At the moment, any interruption means starting all over again. The program does not seem to recover any of its work if it is interrupted. A related concern is that the program does not permit user control of its stages. The program works in a number of (it seems) self-contained stages. At the least there appear to me to be the following: (1) Existing eBook is chosen by user. (2) eBook is converted to plain text. (3) eBook is separated into two CSV files, one containing dialog, one containing everything else. (4) Each segment from the tables in the CSV files is separately converted to one or more temporary WAV files. (5) The temporary WAV files are combined for each segment combined into a single WAV file for that segment leading to a growing final collection of WAV files. (6) The final collection of WAV files is combined together into an audiobook file. On a long book, every stage takes hours. Stage (5) is the longest but having waited hours for (1) to (4) to complete it is shame to have to do them again if the program has already completed them for a book once. I have run the GUI far enough to get part way through stage (5). My problem is that the GUI estimates it is going to take 152 days to complete. Some serious tuning of the settings appears necessary. For example, during installation (my second attempt at installation) I skipped the NVidia installation. I would like to go back and install that component but if I do, I will lose all progress to date. Also, given that for me the purpose is to produce an audiobook that I can listen to privately in my car, it would be nice to be able to produce an audiobook per chapter so that I can get started listening while the program keeps working through the remaining separate chapters. I appreciate that I probably could have divided up the base eBook myself.

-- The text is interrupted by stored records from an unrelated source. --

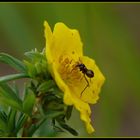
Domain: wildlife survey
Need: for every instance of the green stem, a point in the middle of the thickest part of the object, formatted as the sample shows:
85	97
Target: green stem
13	77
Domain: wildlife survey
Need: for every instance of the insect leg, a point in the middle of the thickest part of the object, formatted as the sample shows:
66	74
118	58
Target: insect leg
85	86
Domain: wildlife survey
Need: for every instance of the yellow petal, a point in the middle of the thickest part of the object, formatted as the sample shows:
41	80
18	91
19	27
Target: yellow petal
66	41
91	94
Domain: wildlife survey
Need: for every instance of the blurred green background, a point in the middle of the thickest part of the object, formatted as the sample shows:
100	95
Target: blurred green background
110	33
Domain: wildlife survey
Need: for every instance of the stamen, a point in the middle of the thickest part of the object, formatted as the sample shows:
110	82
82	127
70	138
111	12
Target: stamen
68	71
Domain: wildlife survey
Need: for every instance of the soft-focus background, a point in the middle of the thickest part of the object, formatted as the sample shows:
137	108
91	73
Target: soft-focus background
111	35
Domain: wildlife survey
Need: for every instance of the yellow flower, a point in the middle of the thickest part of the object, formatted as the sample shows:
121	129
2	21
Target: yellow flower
64	51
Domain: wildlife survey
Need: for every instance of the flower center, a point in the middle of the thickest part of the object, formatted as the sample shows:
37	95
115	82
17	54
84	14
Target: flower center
69	72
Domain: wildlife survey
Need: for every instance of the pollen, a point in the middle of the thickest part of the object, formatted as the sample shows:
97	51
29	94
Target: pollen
69	73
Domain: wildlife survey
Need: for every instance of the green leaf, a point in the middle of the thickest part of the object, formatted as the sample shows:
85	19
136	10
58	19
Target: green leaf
68	128
21	120
4	131
45	86
29	102
13	62
13	77
8	97
68	112
11	120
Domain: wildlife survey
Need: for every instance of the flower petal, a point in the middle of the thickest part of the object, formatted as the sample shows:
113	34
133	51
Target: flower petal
66	41
91	94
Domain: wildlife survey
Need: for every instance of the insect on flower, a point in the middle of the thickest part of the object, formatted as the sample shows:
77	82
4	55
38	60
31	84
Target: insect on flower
89	73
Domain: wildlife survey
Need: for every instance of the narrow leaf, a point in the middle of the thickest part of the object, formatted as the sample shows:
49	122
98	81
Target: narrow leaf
29	101
13	62
13	77
68	128
8	97
68	112
11	119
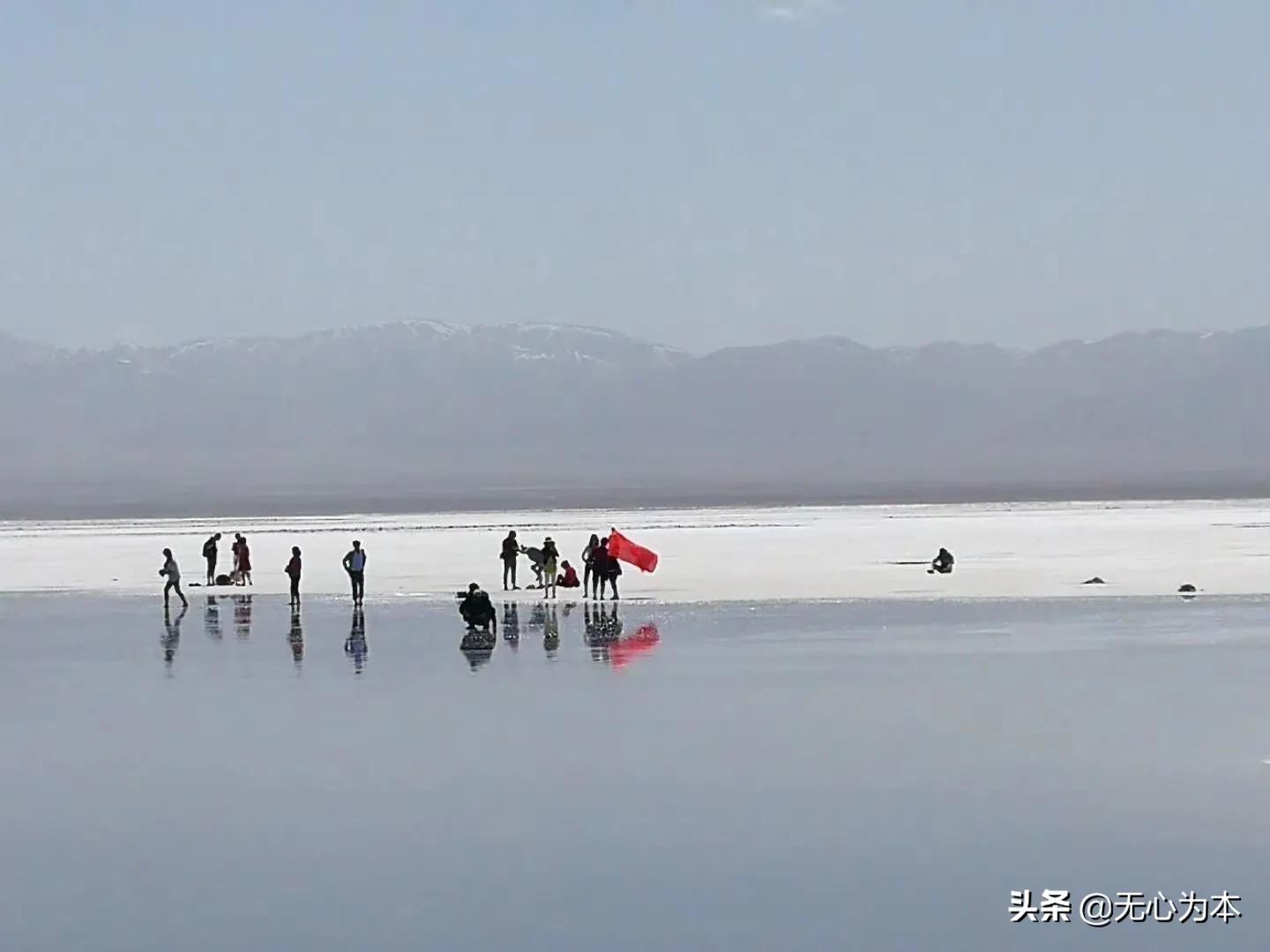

DrewThomasson commented 1 month ago

Before I get started heads up:

-The loading bar estimates are always wonky and inaccurate at the beginning

I can promise you if it didn't take 152 days to generate to get to the final 5th combining stage then it will not take that long to get through the 5th stage of combining all the audio files into one.

Edit- The combining audio files should take the least amount of time

DrewThomasson commented 1 month ago

Thank you so much for analyzing my code, I've never seen anyone do this before I'm very impressed at how in depth you have gonna into the inner workings of my program

1) you probably don't need the nvidia driver thing, considering the audiobook is generating in hours rather than days shows that your CUDA cores are being utilized

So 🤷

2) you're right that I should implement a save file function of some kind to keep track of where it is, and be able to get back from where you left off.

3) I probably won't be implementing a "generate by chapter request" Sadly, that might add unnecessary complications to the program, that I a single repo maintainer would have trouble maintaining. :/ sorry

I'd LOVE to have anyone else helping out with the code for this project but so far nothing yet :/

Anyway, Thank you for your feedback and I hope that helps answer any of your questions.

EdouardVuillard commented 1 month ago

Thanks Drew and I certainly appreciate the limits on your resources. You are right about the time estimate: after a few days running it has dropped back to a much more reasonable 40 days. I understand that stage (5) is by far the longest stage and stage (6) I expect will be short. However, it would still be nice to be able to resume anytime if stage (5) is interrupted.

I have a possible temporary workaround for the problem of starting listening before the complete book is ready. I copied out the finished WAV files and merged them together using ffmpeg. This produced a single 40 minute WAV that I can load on to my iPod Classic. Not pretty but probably good enough to get started.

DrewThomasson commented 1 month ago

Yeah honestly that's what I do when I'm impatient with it lol

Also I now realize your running it off a cpu and not a nvidia gpu is why it's probably taking so long for you. . :/

If you have a nvidia gpu with a minimum of 4gb vram then you should be able to generate the audiobook at around real-time audiobook speed

Edit: I'll see about getting some kind of save file working tho

DrewThomasson commented 1 month ago

At the moment I'm designing a save system, any suggestions would be helpful.